Alerting is the process of analyzing the monitoring and instrumentation data and generating a notification if a significant event is detected.

Alerting helps ensure that the system remains healthy, responsive, and secure. It’s an important part of any system that makes performance, availability, and privacy guarantees to the users where the data might need to be acted on immediately. An operator might need to be notified of the event that triggered the alert. Alerting can also be used to invoke system functions such as autoscaling.

Alerting usually depends on the following instrumentation data:

  • Security events. If the event logs indicate that repeated authentication and/or authorization failures are occurring, the system might be under attack and an operator should be informed.
  • Performance metrics. The system must quickly respond if a particular performance metric exceeds a specified threshold.
  • Availability information. If a fault is detected, it might be necessary to quickly restart one or more subsystems, or fail over to a backup resource. Repeated faults in a subsystem might indicate more serious concerns.

Operators might receive alert information by using many delivery channels such as email, a pager device, or an SMS text message. An alert might also include an indication of how critical a situation is. Many alerting systems support subscriber groups, and all operators who are members of the same group can receive the same set of alerts.

An alerting system should be customizable, and the appropriate values from the underlying instrumentation data can be provided as parameters. This approach enables an operator to filter data and focus on those thresholds or combinations of values that are of interest. Note that in some cases, the raw instrumentation data can be provided to the alerting system. In other situations, it might be more appropriate to supply aggregated data. (For example, an alert can be triggered if the CPU utilization for a node has exceeded 90 percent over the last 10 minutes). The details provided to the alerting system should also include any appropriate summary and context information. This data can help reduce the possibility that false-positive events will trip an alert.

Reporting

Reporting is used to generate an overall view of the system. It might incorporate historical data in addition to current information. Reporting requirements themselves fall into two broad categories: operational reporting and security reporting.

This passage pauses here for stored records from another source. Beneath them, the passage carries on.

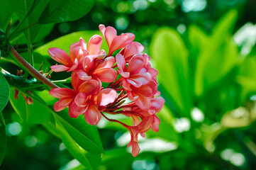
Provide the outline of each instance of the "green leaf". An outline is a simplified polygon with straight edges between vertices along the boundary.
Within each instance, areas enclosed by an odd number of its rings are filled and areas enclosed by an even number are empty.
[[[41,124],[50,120],[50,112],[40,103],[33,100],[33,104],[26,105],[21,91],[18,97],[14,99],[14,88],[11,88],[11,104],[25,124]]]
[[[92,154],[101,154],[104,152],[96,128],[87,123],[83,116],[72,118],[69,115],[67,108],[52,113],[59,123],[83,149]]]
[[[8,23],[11,21],[11,15],[13,13],[13,11],[10,6],[9,0],[1,0],[0,4],[0,29],[5,31]]]
[[[189,112],[191,92],[188,76],[188,52],[178,33],[163,28],[157,30],[150,46],[163,92],[181,113]],[[168,79],[167,79],[168,77]]]
[[[134,157],[128,153],[126,148],[121,148],[106,151],[102,157],[101,164],[106,167],[106,169],[130,169],[130,164]]]
[[[48,105],[48,110],[53,114],[55,120],[67,130],[72,139],[83,149],[92,154],[101,154],[104,150],[96,126],[89,125],[81,115],[72,118],[68,113],[68,108],[60,112],[55,112],[52,106],[57,100],[49,95],[48,91],[37,94]]]
[[[221,39],[223,36],[232,35],[238,16],[238,12],[236,10],[230,10],[226,13],[213,28],[213,36]]]
[[[70,33],[58,38],[47,44],[40,46],[40,47],[38,47],[35,50],[35,52],[38,52],[43,56],[49,56],[48,50],[50,47],[61,48],[62,50],[68,52],[70,45],[72,43],[79,42],[80,38],[82,38],[85,42],[88,43],[90,38],[95,34],[101,35],[101,33],[99,30],[82,30]],[[101,49],[108,49],[108,45],[104,40],[102,42]]]
[[[45,44],[34,50],[34,60],[35,63],[40,63],[43,60],[43,67],[50,68],[51,64],[50,61],[56,63],[49,55],[48,49],[50,47],[58,47],[69,53],[69,47],[72,43],[79,41],[79,38],[82,37],[88,43],[90,38],[95,34],[101,35],[99,30],[83,30],[73,33],[70,33],[62,37],[58,38],[47,44]],[[104,39],[101,49],[108,49],[108,45],[106,40]]]
[[[101,161],[101,153],[91,154],[82,148],[72,137],[71,134],[67,131],[63,125],[62,118],[55,117],[57,129],[60,134],[64,144],[69,153],[82,164],[87,169],[97,169]]]
[[[91,11],[94,4],[94,0],[52,0],[40,17],[39,23],[62,23],[77,20]]]
[[[29,8],[32,6],[31,11],[27,16],[21,28],[26,28],[34,23],[38,23],[38,18],[43,11],[46,7],[50,0],[10,0],[9,3],[17,14],[20,22],[26,17]],[[25,35],[28,40],[30,40],[31,43],[34,41],[41,25],[36,24],[34,26],[24,31]]]
[[[10,86],[0,72],[0,112],[3,110],[10,96]]]
[[[55,24],[49,23],[44,24],[40,27],[38,33],[36,35],[36,37],[33,42],[38,42],[45,38],[47,35],[48,35],[50,32],[52,30]],[[11,39],[10,41],[11,43],[18,42],[19,45],[27,44],[27,38],[26,37],[24,33],[22,33],[21,36],[16,36]]]
[[[2,113],[0,112],[0,165],[2,163],[4,157],[4,152],[6,147],[6,125]]]

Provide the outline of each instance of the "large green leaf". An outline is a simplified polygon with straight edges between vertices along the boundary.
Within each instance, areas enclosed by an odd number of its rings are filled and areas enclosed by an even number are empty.
[[[214,26],[208,38],[203,40],[201,35],[197,38],[204,43],[198,47],[200,48],[195,67],[194,91],[198,96],[218,84],[238,62],[238,50],[231,36],[237,16],[236,11],[229,11]],[[189,37],[194,33],[189,32]]]
[[[4,157],[4,152],[6,147],[6,128],[3,115],[0,112],[0,166]]]
[[[79,42],[81,37],[88,43],[90,38],[95,34],[101,35],[99,30],[83,30],[70,33],[49,42],[34,50],[35,63],[40,63],[40,61],[43,61],[43,67],[45,68],[50,68],[51,65],[50,62],[52,62],[52,64],[55,64],[56,62],[50,57],[48,52],[49,48],[58,47],[69,53],[69,46],[72,43]],[[108,49],[104,39],[102,42],[101,49],[105,50],[105,51]]]
[[[238,19],[238,12],[231,10],[223,16],[213,28],[212,34],[215,38],[222,39],[233,34],[233,30]]]
[[[0,112],[3,110],[10,96],[10,86],[7,81],[0,72]]]
[[[40,17],[39,23],[62,23],[77,20],[85,16],[94,4],[94,0],[52,0]]]
[[[49,110],[36,100],[33,101],[33,104],[26,105],[21,92],[17,100],[14,99],[14,88],[11,89],[11,104],[24,123],[41,124],[50,120]]]
[[[162,91],[176,109],[184,114],[190,110],[191,92],[188,76],[188,52],[178,33],[160,28],[154,35],[151,55],[159,71]]]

Operational reporting typically includes the following aspects:

  • Aggregating statistics that you can use to understand resource utilization of the overall system or specified subsystems during a specified time window
  • Identifying trends in resource usage for the overall system or specified subsystems during a specified period
  • Monitoring the exceptions that have occurred throughout the system or in specified subsystems during a specified period
  • Determining the efficiency of the application in terms of the deployed resources, and understanding whether the volume of resources (and their associated cost) can be reduced without affecting performance unnecessarily

Security reporting is concerned with tracking customers’ use of the system. It can include:

  • Auditing user operations. This requires recording the individual requests that each user performs, together with dates and times. The data should be structured to enable an administrator to quickly reconstruct the sequence of operations that a user performs over a specified period.
  • Tracking resource use by user. This requires recording how each request for a user accesses the various resources that compose the system, and for how long. An administrator must be able to use this data to generate a utilization report by user over a specified period, possibly for billing purposes.

In many cases, batch processes can generate reports according to a defined schedule. (Latency is not normally an issue.) But they should also be available for generation on an ad hoc basis if needed. As an example, if you are storing data in a relational database such as Azure SQL Database, you can use a tool such as SQL Server Reporting Services to extract and format data and present it as a set of reports.